After missing the cut and then finishing back in the pack at his first two tournaments, he broke through in a big way at his third, placing second at the June 19-22 Syncrude Boreal Open in Fort McMurray, Alberta. His four-round score of 17-under-par 271 earned him $16,200.
“I started out slow with a (first-round) 72, but in the second round I had a 64,” said the 23-year-old McDonald, speaking by telephone from his home in Pawleys Island, S.C. “I kind of gained confidence with that round. It was a pretty flawless round of golf and it carried over (to the rest of the tournament).”
Throughout the week, he said, “it wasn’t that I did anything spectacular. I just played solid and played my game.”
Many golf pros, and certainly most on the PGA Tour, prepared themselves for the pro game by playing in elite college programs. McDonald spent a year at Cal State East Bay in Hayward, Calif., where he was a redshirt member of the golf team, “but I don’t think I was mature enough at that time in my life to be really focused on school,” he said, explaining why he dropped out after one year to turn pro.
“Playing college golf and getting the experience of traveling and playing can be absolutely priceless. But I also think it depends on the person. Everybody’s different, and the way I did it has worked for me.”
“He thought the path to go was the college route because that’s kind of the traditional way,” said his mother Cindy Sjoblom of Edmonds. “But I could see my son was losing his confidence in school. How do you make somebody be a student when his heart really isn’t in it? I know my son and I thought, ‘This isn’t going to work.’”
By turning pro at 20, McDonald became one of the youngest players in every tournament. “Nobody knew who I was,” he said. “So when I did well it was like, ‘Who is this guy?’ … Not having all the eyes on me at that point in my career actually helped because there was no pressure on me. I was just some 20-year-old guy trying to play golf.”
He is an average pro off the tee, averaging about 285 yards with his driver. But whatever he gives up to the big hitters in distance, he makes up for with accuracy. “I’ve always been a pretty good ball striker,” he said. “I very rarely make mistakes. I don’t hit the ball too wayward.”

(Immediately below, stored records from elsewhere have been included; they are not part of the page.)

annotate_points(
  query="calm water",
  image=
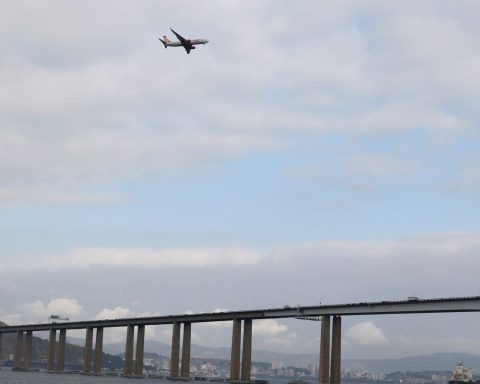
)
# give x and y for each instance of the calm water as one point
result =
(18, 377)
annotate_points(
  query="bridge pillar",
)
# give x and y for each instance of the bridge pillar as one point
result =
(187, 338)
(139, 350)
(27, 363)
(175, 353)
(129, 351)
(235, 356)
(336, 350)
(324, 366)
(62, 341)
(17, 360)
(247, 350)
(87, 351)
(51, 350)
(97, 364)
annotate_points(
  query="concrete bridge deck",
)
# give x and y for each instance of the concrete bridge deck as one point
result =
(411, 306)
(240, 369)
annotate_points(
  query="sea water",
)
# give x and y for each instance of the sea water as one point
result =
(20, 377)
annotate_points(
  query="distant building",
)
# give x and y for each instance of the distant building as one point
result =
(277, 365)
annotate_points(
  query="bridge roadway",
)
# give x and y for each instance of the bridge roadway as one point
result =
(330, 354)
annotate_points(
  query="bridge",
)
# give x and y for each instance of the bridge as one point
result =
(241, 351)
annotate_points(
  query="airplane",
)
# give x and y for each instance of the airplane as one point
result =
(188, 44)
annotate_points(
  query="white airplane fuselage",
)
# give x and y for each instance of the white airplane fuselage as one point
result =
(188, 44)
(192, 42)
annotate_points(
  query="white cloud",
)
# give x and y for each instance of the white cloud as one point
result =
(40, 311)
(443, 247)
(113, 313)
(268, 327)
(82, 117)
(366, 334)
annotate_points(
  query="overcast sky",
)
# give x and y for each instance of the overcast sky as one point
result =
(310, 152)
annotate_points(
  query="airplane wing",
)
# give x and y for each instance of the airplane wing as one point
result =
(180, 38)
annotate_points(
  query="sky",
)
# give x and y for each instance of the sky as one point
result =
(311, 152)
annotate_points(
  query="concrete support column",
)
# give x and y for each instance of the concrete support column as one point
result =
(187, 338)
(27, 363)
(97, 365)
(62, 341)
(175, 353)
(17, 360)
(52, 339)
(324, 366)
(87, 352)
(247, 350)
(129, 351)
(235, 356)
(336, 350)
(139, 350)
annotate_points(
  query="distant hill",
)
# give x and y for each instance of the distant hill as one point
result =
(436, 361)
(73, 352)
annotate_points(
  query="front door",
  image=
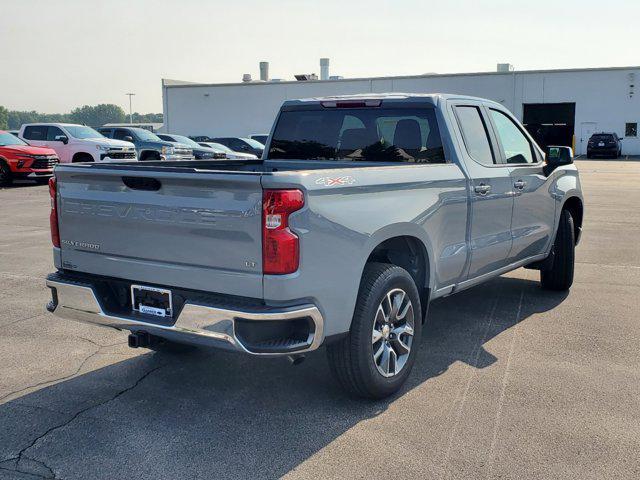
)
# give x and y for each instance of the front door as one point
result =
(491, 191)
(586, 130)
(534, 206)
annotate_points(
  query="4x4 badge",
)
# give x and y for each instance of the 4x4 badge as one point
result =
(331, 181)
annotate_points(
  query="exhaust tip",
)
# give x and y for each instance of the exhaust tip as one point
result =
(296, 359)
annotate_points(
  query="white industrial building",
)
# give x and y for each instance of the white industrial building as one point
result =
(557, 106)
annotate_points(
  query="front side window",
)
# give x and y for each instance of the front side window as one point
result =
(82, 132)
(9, 139)
(53, 132)
(515, 145)
(358, 134)
(35, 132)
(474, 132)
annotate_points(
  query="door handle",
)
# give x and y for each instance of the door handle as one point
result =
(520, 184)
(482, 189)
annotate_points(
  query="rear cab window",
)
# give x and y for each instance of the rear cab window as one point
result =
(367, 134)
(35, 132)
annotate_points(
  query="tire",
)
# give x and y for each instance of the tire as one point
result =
(560, 275)
(352, 358)
(6, 178)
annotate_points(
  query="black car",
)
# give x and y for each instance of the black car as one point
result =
(200, 152)
(604, 144)
(241, 144)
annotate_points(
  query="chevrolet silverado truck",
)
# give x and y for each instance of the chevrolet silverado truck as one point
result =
(362, 210)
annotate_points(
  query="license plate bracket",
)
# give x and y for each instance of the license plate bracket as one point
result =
(151, 301)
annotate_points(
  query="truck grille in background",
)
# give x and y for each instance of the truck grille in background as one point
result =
(183, 152)
(44, 163)
(121, 155)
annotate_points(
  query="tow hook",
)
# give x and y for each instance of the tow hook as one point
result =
(139, 340)
(296, 359)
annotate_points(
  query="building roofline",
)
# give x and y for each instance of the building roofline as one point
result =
(399, 77)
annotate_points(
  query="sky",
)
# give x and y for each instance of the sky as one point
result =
(56, 55)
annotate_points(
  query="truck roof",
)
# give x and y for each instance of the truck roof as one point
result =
(395, 96)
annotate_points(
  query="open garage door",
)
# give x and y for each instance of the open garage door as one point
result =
(550, 123)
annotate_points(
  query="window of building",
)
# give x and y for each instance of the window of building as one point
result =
(630, 129)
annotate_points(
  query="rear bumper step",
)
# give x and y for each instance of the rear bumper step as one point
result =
(253, 331)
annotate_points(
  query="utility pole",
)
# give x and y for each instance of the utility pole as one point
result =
(130, 111)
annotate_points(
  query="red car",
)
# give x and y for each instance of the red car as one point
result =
(20, 160)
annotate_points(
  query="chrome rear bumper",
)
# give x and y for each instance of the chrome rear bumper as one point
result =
(196, 324)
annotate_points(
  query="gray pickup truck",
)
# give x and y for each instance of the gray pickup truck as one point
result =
(362, 210)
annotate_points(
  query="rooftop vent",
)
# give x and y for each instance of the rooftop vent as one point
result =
(504, 68)
(324, 69)
(264, 71)
(303, 77)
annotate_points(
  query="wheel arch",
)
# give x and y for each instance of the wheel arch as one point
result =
(408, 248)
(576, 208)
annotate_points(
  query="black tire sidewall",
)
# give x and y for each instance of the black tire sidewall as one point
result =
(368, 302)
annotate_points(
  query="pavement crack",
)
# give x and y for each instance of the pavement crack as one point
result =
(55, 380)
(21, 458)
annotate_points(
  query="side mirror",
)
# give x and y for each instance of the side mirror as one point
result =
(558, 156)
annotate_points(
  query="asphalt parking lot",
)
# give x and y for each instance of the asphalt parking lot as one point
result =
(511, 381)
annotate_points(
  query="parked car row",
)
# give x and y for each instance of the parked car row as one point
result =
(32, 151)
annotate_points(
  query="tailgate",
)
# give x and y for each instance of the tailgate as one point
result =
(195, 230)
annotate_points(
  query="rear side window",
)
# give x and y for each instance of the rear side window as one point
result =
(515, 145)
(474, 132)
(119, 134)
(35, 132)
(358, 134)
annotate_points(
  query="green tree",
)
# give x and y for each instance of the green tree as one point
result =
(4, 118)
(98, 115)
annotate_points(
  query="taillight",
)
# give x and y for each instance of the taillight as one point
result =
(280, 246)
(53, 216)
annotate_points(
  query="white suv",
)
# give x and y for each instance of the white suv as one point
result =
(76, 143)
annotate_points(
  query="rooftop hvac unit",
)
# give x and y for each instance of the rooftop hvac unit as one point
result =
(303, 77)
(504, 67)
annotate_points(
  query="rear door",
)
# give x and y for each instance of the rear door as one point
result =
(181, 228)
(35, 135)
(491, 191)
(534, 206)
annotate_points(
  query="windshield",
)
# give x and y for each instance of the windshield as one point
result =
(218, 147)
(185, 140)
(358, 134)
(253, 143)
(81, 132)
(146, 135)
(9, 139)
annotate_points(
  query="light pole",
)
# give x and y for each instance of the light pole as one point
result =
(130, 111)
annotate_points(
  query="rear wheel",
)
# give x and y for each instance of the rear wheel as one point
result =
(559, 276)
(6, 179)
(376, 357)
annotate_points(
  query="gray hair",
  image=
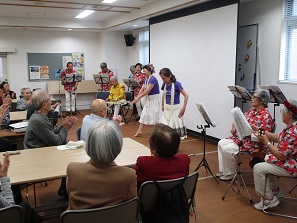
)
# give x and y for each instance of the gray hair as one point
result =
(103, 65)
(263, 96)
(286, 110)
(24, 88)
(104, 141)
(113, 78)
(38, 97)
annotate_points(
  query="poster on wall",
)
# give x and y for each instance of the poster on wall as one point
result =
(66, 59)
(44, 72)
(35, 72)
(78, 62)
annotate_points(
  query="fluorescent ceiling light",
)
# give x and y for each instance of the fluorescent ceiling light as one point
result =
(108, 1)
(84, 14)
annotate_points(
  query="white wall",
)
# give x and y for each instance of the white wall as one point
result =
(97, 47)
(268, 14)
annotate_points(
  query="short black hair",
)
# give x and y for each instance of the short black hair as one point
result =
(164, 140)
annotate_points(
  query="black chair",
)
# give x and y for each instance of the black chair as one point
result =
(11, 214)
(124, 212)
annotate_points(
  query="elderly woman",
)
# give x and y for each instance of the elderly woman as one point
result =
(164, 163)
(22, 104)
(172, 110)
(150, 91)
(282, 160)
(100, 182)
(228, 148)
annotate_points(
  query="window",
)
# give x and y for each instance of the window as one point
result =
(144, 37)
(288, 58)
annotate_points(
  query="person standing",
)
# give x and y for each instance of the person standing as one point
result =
(150, 91)
(105, 70)
(140, 78)
(172, 110)
(69, 89)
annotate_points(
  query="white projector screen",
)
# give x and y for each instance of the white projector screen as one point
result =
(200, 50)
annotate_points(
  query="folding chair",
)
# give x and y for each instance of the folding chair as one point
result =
(148, 193)
(124, 212)
(11, 214)
(292, 198)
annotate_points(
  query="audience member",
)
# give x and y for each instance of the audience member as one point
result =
(40, 133)
(164, 163)
(173, 112)
(228, 148)
(105, 70)
(24, 101)
(117, 93)
(100, 182)
(6, 90)
(282, 159)
(6, 196)
(150, 91)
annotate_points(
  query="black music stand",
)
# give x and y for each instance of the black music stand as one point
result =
(276, 96)
(206, 118)
(240, 93)
(73, 78)
(101, 79)
(243, 129)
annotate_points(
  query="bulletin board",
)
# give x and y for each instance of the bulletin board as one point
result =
(48, 66)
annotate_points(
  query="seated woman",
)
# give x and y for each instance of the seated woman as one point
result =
(282, 160)
(6, 90)
(22, 103)
(228, 148)
(100, 182)
(164, 163)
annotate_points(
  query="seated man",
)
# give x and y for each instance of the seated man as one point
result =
(98, 113)
(117, 93)
(40, 133)
(100, 181)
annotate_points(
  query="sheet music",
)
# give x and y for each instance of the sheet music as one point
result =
(276, 95)
(240, 92)
(243, 128)
(204, 114)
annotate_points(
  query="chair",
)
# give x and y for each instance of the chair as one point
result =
(11, 214)
(292, 198)
(78, 130)
(124, 212)
(148, 192)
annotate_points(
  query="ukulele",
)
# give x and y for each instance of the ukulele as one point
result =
(258, 154)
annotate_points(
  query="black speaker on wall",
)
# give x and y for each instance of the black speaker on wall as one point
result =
(129, 39)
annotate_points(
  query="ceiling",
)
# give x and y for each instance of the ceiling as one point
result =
(59, 14)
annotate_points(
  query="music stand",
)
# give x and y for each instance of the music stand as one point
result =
(240, 93)
(73, 78)
(206, 118)
(276, 96)
(243, 129)
(101, 79)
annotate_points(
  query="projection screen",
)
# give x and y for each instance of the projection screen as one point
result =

And the best part of his game, he added, “is my wedges. I’m really good from about 120 (yards) and in.”
Likewise, he is confident with his putter, “which is something I’ve put a lot of time in on this year. I’ve worked on (putting) speed and lines and reading the greens. It’s something I’ve really worked hard to get better at,” he said.
Also significant, he moved to South Carolina two years ago to be around great golfers and great golf courses. He lives about 30 miles south of Myrtle Beach, which he calls “the golf capital of the world. … There are a lot of places to play out here, so I’m kind of using this as my hub for golf.”
McDonald has some major goals in mind in the remaining months of this season. If he finishes among the tour money leaders he could get exempt status in Canada again next year. But he would also have a good chance to play next season in the United States on the Web.com Tour, which is the primary path to the PGA Tour.
More immediate, the top three money winners on the PGA Tour Canada through the third week of July qualify for the RBC Canadian Open, a regular stop on the 2014 PGA Tour. That tournament is July 24-27 at the Royal Montreal Golf Club.
Having the chance to compete against PGA Tour players in a few weeks “would be absolutely huge,” McDonald said. “To be able to play with all the guys I’ve looked up to over the years and all the guys I’ve followed week in and week out, that would be such an experience for me.
“It would definitely be the biggest tournament of my life,” he said.